Together in Spirit

Browsing From the Desk of Fr. Mike

The Eclipse & Belonging to one Nation

The ECLIPSE, the ECLIPSE! Man, that story got old by the minute on Monday morning. I was so glad that our sky turned too cloudy to see the sun so that I was exonerated from having to go outside to see IT. I think it was a great distraction from our national pain and since it was known about for years; the networks had plenty of time to prepare to report this celestial event. I wonder how long we will continue to talk about our national pain. I hope it goes on for a long time. There are so many perspectives that none of us really can master since we are all too comfortable in our own skins.  

One of the great graces of my life was to work with the Karenni refuges who arrived in Saint Paul starting in 2009.They came with different skin color and language. They were leaving a refugee camp in Thailand that provided the barest of necessities for them and were coming into a society that they could not imagine. Most would complain about losing their minds in the first six months of living here. Everything was so different. Gradually they began to remaster their lives and once again provide for their families. At almost every corner of their new life here they were met by complainers who worried that they would take all the jobs and that they would use up all the benefits that the county provided. The complainers asked them and anyone else who listened why they came here when they could not speak English. (Most of the complainers either did not remember or ever knew that their immigrant German ancestors also could not speak English when they arrived.) For some reason, although America should have provided an economic future for their families, our complainers did not think it right that these "new comers" get the same opportunities.  
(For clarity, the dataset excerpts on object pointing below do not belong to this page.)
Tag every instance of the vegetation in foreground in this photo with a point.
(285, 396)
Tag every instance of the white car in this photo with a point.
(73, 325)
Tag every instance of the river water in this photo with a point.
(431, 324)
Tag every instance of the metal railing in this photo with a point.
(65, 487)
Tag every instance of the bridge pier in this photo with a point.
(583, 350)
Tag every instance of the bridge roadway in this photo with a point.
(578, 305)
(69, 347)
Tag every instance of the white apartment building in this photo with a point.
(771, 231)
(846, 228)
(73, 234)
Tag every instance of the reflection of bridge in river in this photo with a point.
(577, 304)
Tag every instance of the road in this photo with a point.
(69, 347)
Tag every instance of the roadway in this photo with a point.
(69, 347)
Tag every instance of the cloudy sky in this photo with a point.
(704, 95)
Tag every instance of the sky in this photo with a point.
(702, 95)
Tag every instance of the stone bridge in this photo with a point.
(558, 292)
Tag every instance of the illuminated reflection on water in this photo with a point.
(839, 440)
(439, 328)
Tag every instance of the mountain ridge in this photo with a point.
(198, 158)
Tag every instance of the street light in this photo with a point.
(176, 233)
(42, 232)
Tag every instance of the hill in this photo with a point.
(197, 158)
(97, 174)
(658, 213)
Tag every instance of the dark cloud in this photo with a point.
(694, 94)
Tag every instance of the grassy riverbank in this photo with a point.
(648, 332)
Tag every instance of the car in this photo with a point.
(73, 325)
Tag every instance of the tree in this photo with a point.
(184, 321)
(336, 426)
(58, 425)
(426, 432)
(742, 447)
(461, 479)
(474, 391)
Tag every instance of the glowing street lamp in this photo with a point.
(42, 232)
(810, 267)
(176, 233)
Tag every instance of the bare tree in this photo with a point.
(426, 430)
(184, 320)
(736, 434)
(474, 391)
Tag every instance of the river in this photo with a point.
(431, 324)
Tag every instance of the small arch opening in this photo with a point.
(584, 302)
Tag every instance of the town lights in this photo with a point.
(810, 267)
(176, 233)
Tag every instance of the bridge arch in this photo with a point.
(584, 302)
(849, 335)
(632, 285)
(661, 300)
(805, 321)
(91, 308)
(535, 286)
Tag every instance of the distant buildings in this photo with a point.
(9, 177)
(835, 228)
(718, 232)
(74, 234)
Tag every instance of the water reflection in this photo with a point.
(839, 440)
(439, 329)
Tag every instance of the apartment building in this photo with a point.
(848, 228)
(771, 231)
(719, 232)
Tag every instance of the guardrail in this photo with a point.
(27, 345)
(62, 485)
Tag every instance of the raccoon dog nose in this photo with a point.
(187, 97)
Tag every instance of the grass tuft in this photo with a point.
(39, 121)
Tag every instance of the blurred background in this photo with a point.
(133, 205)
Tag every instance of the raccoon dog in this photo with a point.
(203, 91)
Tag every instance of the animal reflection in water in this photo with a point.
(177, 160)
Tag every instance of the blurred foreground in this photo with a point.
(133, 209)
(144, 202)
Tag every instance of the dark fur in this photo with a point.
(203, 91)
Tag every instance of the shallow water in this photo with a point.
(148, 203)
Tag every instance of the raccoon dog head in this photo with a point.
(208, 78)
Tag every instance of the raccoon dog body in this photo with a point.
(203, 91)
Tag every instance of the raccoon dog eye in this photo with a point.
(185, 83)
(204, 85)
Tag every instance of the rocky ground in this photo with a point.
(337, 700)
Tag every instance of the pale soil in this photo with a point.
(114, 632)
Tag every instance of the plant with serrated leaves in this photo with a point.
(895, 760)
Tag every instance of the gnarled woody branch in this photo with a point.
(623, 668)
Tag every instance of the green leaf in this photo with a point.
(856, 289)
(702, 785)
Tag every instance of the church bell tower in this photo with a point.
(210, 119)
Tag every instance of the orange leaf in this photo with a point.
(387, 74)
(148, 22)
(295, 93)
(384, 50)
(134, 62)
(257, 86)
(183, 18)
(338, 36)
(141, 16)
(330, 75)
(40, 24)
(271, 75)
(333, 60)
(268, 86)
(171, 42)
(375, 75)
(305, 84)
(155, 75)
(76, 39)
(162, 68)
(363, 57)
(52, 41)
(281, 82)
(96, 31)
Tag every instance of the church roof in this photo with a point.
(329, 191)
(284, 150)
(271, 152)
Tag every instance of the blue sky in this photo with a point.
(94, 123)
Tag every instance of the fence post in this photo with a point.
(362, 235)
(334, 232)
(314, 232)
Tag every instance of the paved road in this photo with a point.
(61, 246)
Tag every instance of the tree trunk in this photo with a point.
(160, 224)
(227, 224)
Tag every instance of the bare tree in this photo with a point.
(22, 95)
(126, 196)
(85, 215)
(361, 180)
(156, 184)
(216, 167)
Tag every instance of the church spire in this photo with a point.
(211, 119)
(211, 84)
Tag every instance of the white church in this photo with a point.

This is just one sense of perspective as we examine ourselves as a nation of mixed heritage. Black Lives Matter is another perspective of living with different skin color in the midst of a changing culture. There is also a whole Latino perspective that has to be taken into account in this dialogue of our national future. Charlottesville was a stunning moment in this dialogue in that it resulted in a death and no real resolution of the racial and cultural issues that we have. It seems that the only way that we are going to get past the violence is to begin talking with each other as persons of the same nation. At one point in my "civics" classes in high school we pondered America, the great melting pot of the many different societies throughout the world. At that time there was not as many immigrants flooding our shores (this was the 70's) and many of us were second or third generation immigrants. I hope we can once again focus on this aspect of the American society and trust that our common heritage will open ways for us to have mutual dialogues with every part of our American culture.